May 2017 updated 2021
How many consider suicide?
How many daily, wondering how to do so as painlessly as possible, and with the least impact as possible on those they love?
Perhaps, on a cold winter’s day, driving a secluded stretch of highway, just pull over, and walk out into the woods as far as possible, to lie down, and fall asleep, never to wake again.”
I once did.
Yet…,
I did not!
I did not take that final step to flee my pain, fear, and anxiety, constantly stinging like a swarm of bees. Butterflies are the popular, more bucolic metaphor. But I had bees, swarms of them, not yet killer, but man did they sting! At times, I didn’t know what to do with myself, insides flailed raw like with a cat-of-nine-tails. That’s when suicide seemed appealing!
Yet, I did not.
Why?
Well, it wasn’t me hanging on for dear life. Yet, I’m still here. There’s that word: ‘Yet!” Just three small letters, but together they lift more than their weight! They hit above their fly-weight class! “Yet” can have a big impact on any sentence! “Yet” signals a change, could be positive, could be negative. As in “we did all we could yet he still died”. Or “he’d given up all hope, yet he was saved”. Granted, “yet” does seem slightly questioning, whether at the beginning or end, of one’s sentence.

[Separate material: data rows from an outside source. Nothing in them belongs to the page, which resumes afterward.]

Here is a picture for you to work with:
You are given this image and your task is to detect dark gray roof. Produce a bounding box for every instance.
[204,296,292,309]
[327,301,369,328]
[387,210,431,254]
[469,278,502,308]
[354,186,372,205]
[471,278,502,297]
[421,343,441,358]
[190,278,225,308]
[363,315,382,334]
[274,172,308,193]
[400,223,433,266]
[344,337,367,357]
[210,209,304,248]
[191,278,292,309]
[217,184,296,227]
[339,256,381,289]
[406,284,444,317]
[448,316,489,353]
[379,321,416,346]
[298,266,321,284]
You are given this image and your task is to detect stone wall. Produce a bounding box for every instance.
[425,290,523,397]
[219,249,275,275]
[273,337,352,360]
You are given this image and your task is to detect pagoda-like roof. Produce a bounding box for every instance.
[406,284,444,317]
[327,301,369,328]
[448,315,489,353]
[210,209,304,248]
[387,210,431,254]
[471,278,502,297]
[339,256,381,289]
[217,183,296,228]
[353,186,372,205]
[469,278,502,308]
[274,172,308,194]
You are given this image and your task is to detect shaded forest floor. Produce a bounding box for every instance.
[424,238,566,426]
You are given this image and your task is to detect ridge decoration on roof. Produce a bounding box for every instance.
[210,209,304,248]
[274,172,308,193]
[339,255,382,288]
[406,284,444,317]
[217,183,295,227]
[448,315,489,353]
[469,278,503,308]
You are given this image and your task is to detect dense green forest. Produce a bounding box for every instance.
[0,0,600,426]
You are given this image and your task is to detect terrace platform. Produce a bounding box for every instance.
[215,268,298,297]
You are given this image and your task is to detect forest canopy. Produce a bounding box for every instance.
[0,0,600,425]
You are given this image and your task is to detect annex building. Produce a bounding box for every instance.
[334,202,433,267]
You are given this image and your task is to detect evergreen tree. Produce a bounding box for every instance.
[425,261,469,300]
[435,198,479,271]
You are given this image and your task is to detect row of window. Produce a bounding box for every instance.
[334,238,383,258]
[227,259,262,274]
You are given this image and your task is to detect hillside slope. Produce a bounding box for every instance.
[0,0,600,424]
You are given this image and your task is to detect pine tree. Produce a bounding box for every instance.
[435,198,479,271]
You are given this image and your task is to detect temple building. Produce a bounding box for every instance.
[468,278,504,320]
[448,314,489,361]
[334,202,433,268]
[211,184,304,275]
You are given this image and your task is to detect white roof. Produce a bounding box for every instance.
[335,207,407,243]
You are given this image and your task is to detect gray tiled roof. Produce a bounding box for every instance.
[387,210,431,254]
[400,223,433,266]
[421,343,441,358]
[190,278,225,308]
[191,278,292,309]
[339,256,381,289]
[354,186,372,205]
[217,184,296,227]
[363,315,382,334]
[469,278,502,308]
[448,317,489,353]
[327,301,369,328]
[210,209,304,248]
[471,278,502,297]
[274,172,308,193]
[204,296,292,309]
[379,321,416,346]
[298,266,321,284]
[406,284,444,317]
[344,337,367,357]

Yet…, I’ll take it, questioning and all!
The positive power and presence behind my yet is God. He did not let me go! That’s why I’m here, yet. I could not by my own bootstraps pull myself up, and cling to life, yet God did, and does pull me up! That’s the Biblical reality of Sovereignty and Grace, packed into that three letter word “yet”.
Yet, Jonathan Edwards (1703-58) came at sovereignty and grace from the negative side in his sermon “Sinners in the Hands of an Angry God”. He was a Presbyterian theologian influenced by two Johns, Knox and Calvin, plus the more austere aspects of their theologies. He described us, and I paraphrase him loosely as ‘worms dangling helplessly by a thread over fire[1]’. The footnote below may put a better spin on this with more context. But they are self-flagellating, terrifying images, bordering on abusive in the wrong hands!
Now, there’s Biblical truth in what Jonathan Edwards wrote. Yet, it’s not the whole truth. A more positive spin (Really all theology is a form of spin) a more positive spin, or gracious spin, is God, with Jesus’ nail-pierced hands holds onto us, pulling us from the deadly flames of hell into the fiery warmth of His light and life. He does so even with us kicking and screaming, as C.S. Lewis wrote of his own conversion. Yet, He did not let go of him and does not let go of me. God is the only reason I’m still here, yet, no question about it!
[1] The imagery in the first part of the sermon graphically underscores the theme of the lot of the unregenerated. They should not deceive themselves about their status or their strength. Their vaunted trust in their own wisdom, prudence, care, and caution is but a self-delusion and will not save them. Before God’s almighty power, they are but “heaps of light chaff before the whirlwind” and “dry stubble before devouring flames.” They are like worms that crawl on the earth and are easily crushed underfoot; they are hanging as by a slender thread that is easily singed or cut. The glittering sword of justice is whetted and is brandished over their heads. The flames of the fiery pit below them rage and glow, hell’s gaping mouth is ready to swallow them, the devils like hungry lions are straining to get at their prey, the arrows of death are poised at them. What Edwards tries to pound into his listeners is the notion of life’s uncertainty: Death is always but a breath away.